‘Cloudy with a Chance of Meatballs’
Starring: The voices of Bill Hader, Anna Faris, James Caan, Bruce Campbell, Mr. T, Benjamin Bratt, Neil Patrick Harris, Al Roker
Rated: PG for brief mild language
Running time: 90 minutes
Bottom line: One of the most charming movies of 2009
Has there ever been a more appropriate week to review a movie called "Cloudy with a Chance of Meatballs?"
As a real deluge soaked the Southeast — I hope a thorough soaking is the worst the storm did to you — this earnest animated family movie drenched all other new releases with a flood of funny.
OK, I’ve gotten all weather jokes out of my system. I think.
We meet Flint Lockwood (Bill Hader), the hero of "Cloudy with a Chance of Meatballs," when he is a boy inventor whose ambition far outpaces his skills. Most of his inventions, like his spray-on shoes and hair unbalder, backfire badly.
His mother (Lauren Graham) always found a way to encourage him, but she dies by the time Flint has become a young man.
Adult Flint still lives with his disapproving father (James Caan) and has built his own inventor’s workshop in a treehouse. This lair resembles the Starship Enterprise command bridge, yet it is built out of found objects such as egg cartons and old stereo equipment. Flint’s optimism, boundless imagination and enthusiasm are contagious and place the movie’s heart in exactly the right place.
The island where Flint lives (located on the map under the "A" in "Atlantic"!) once thrived on an economy built on sardines, which came crashing down when everyone "realized sardines are really gross." Not even the locals want to eat sardines anymore.
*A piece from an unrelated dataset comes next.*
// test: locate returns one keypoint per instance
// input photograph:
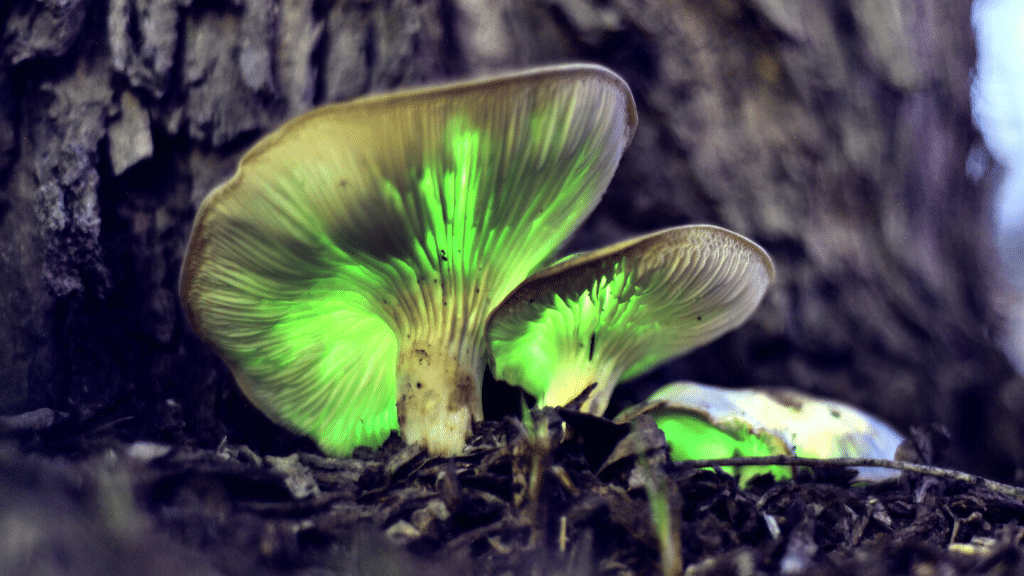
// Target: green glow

Flint sees this as an opportunity to finally invent something that will truly help people, so he creates a machine that transforms water into food. The invention works, but an overdose of power launches it into the stratosphere. So now, Flint types menu requests into his computer, which beams the request to the food machine, which then rains down the order.
This phenomenon brings aspiring meteorologist Sam Sparks (Anna Faris) to town. Sam is a very smart girl, but she hides her inner geek with make-up and a ditzy act so she doesn’t intimidate boys and/or potential friends.
Hollywood has made a cliché of the brainy ugly duckling who takes off her glasses and lets her hair down to reveal a hidden beauty.
"Meatballs" subverts the cliché, because Sam becomes most beautiful when she puts on the thick glasses, ties her hair in a scrunchy, and lets her brains show. Flint and Sam make one of the most adorable couples we’ve seen in quite some time.
Good thing Sam showed up, too, because soon she will help Flint rescue his ideals and the town when the food machine inevitably begins to malfunction.
The children’s book by Ron and Judi Barrett provides the raw story material, and the writing-directing team of Phil Lord and Chris Miller add a steady stream of sight gags and an incredible voice cast.
Hader, Faris and Caan all are surprisingly charming, and they get hilarious support from Bruce Campbell (whose weird mix of menace and camp fits the town’s opportunistic mayor perfectly), Andy Samberg, Mr. T, Benjamin Bratt and Neil Patrick Harris.
"Meatballs" comes at us rapid fire with an endless stream of slapstick and sarcasm. The irreverent tone announces itself immediately when the familiar Columbia Pictures logo appears. Columbia wields the torch majestically, then a banana falls from the sky, knocking her off her pedestal and taking her place.
"Meatballs" may not enter the realm of the classics, but this is one of the most purely likeable movies released all year. It manages to be unoffensive and harmless without becoming bland and saccharin. That’s a difficult line to walk, but "Meatballs" does it.
The movie offers plenty of moral lessons (too many?), of course, but you’ll probably be laughing too hard to notice.
Jeff Marker is a media studies professor at Gainesville State College.